John W. Miller, who wrote The Christian Way, defines humility in this manner: "Humility is not a matter of thinking low thoughts about ourselves. It is not a matter of groveling in the dust. It is simply a matter of knowing ourselves as we really are. And when we see ourselves as we really are, we will see that we are poor" (John W. Miller, The Christian Way).

In Philippians 2:1-13 the phrase "…but in humility consider others better than yourselves" is used. It is followed by; "Your attitude should be the same as that of Christ Jesus…" and goes on to describe what that attitude looks like. May I suggest the following premise: humility, as defined above, is the basis of true respect.

As we turn to look at the three things that describe Christ’s attitude, please allow me to provide my own definition of respect. Based on study of the word and its uses in Scripture, it is:

"To see intently with scrutiny, admiration, and compassion the (direct or implied) value of another and oneself."
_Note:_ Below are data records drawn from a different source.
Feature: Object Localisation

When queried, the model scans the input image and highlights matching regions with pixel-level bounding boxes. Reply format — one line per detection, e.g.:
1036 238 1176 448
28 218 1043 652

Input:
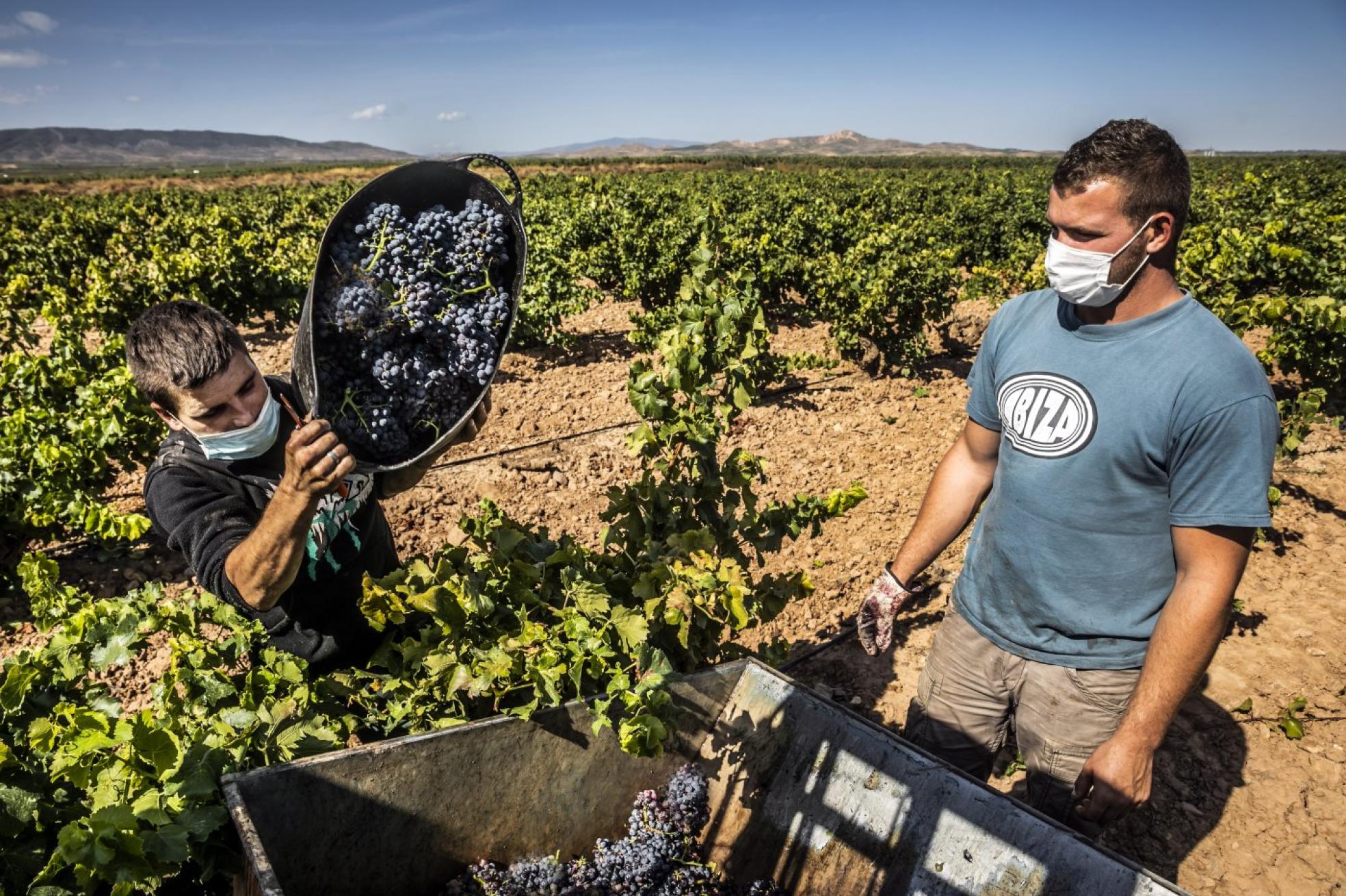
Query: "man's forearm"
1115 580 1232 751
225 486 317 609
893 441 994 585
I don’t know of anyone who does not want or desire to experience encouragement, comfort, fellowship, tenderness, or compassion in their lives. These are qualities we receive by being united with Christ, receiving His love and fellowshipping with the Holy Spirit. In families, these qualities are expected and longed for but not always received. The lack thereof is often the beginnings of distorted beliefs and choices. These distortions can create battles that have the tendency to divide and conquer, rather than unite. It is here where Paul is addressing the church family. Paul focuses on the qualities of Jesus that make all of us the same in the family of God. These qualities are rooted in humility and are the basis of the language and behavior of respect.
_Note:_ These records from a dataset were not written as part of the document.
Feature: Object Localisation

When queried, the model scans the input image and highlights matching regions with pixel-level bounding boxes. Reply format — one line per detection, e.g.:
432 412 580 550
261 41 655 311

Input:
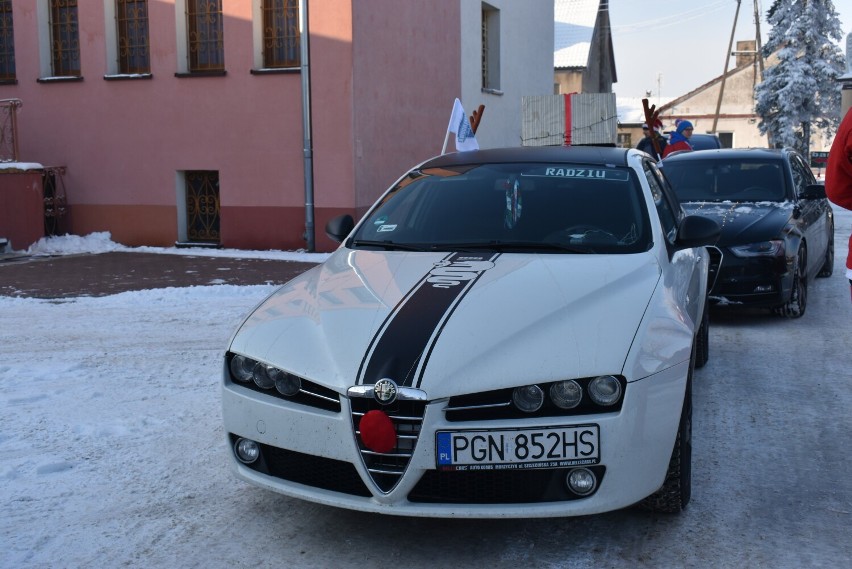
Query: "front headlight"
730 239 784 257
589 375 621 407
229 355 257 383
1. MINDSET: Your attitude should be the same as that of Christ Jesus: Who, being in very nature God, did not consider equality with God something to be grasped.

There is a distorted belief system in families because of sin. This belief is that someone is to be ‘good’ or ‘right’ and someone is to be ‘bad’ or ‘wrong’.
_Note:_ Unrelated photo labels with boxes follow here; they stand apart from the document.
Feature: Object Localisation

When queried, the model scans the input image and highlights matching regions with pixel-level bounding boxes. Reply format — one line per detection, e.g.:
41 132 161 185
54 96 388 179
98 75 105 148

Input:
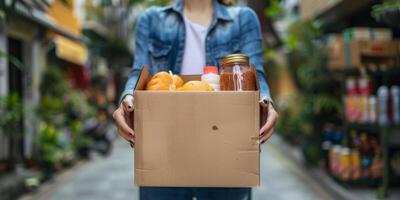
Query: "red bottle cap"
203 66 218 74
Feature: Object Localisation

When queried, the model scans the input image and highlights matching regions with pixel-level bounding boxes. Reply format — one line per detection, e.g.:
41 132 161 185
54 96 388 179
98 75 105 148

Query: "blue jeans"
139 187 251 200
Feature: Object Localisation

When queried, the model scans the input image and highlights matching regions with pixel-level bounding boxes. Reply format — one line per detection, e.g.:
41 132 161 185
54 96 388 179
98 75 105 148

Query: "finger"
260 129 274 144
114 110 135 137
118 127 134 143
122 95 134 112
260 113 277 135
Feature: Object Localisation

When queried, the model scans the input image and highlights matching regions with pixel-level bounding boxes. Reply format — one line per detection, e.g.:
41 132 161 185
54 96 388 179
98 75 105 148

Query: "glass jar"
220 54 256 91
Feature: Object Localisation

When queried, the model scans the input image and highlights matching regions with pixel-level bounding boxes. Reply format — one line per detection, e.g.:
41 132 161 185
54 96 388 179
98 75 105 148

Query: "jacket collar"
165 0 233 21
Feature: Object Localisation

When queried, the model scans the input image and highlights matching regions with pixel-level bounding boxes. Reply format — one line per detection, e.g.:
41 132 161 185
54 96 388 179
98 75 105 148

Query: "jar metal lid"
221 54 249 64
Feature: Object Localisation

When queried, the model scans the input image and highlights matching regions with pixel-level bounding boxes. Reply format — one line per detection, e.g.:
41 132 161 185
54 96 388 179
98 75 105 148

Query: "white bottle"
390 86 400 124
378 85 389 125
201 66 220 91
368 95 377 124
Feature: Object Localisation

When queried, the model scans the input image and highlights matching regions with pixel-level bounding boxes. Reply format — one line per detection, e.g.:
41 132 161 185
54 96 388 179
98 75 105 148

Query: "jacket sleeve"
120 9 151 102
239 7 272 101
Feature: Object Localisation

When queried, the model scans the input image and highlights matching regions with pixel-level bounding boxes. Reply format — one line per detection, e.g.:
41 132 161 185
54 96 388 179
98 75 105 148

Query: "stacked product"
323 127 383 181
344 77 400 125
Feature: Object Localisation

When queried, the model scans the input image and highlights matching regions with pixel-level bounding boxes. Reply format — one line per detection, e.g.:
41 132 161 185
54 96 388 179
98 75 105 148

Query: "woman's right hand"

Here we have Christ himself, who had every reason in heaven and earth to be superior, yet he purposefully refused to do so. He emptied himself of his position.

Earlier in our text Paul cautions the Philippians when he says "let nothing be done through selfish ambition or conceit." Simply put, he challenges each of us to not have an exaggerated belief in one’s importance. Once when I was struggling with my grandiose beliefs and thinking quite highly of myself, someone directly spoke life into me with the following; "Forgive my bluntness but you’re not that special." That statement freed me.

Jesus spoke to the Romans similarly when he stated in Romans 11:19-21: "You will say then, branches were broken off that I might be grafted in. Well said. Because of unbelief they were broken off and you stand by faith. Do not be haughty but fear. For if God did not spare the natural branches, He may not spare you either." We do well to remember our position – sinners saved only by the grace of God.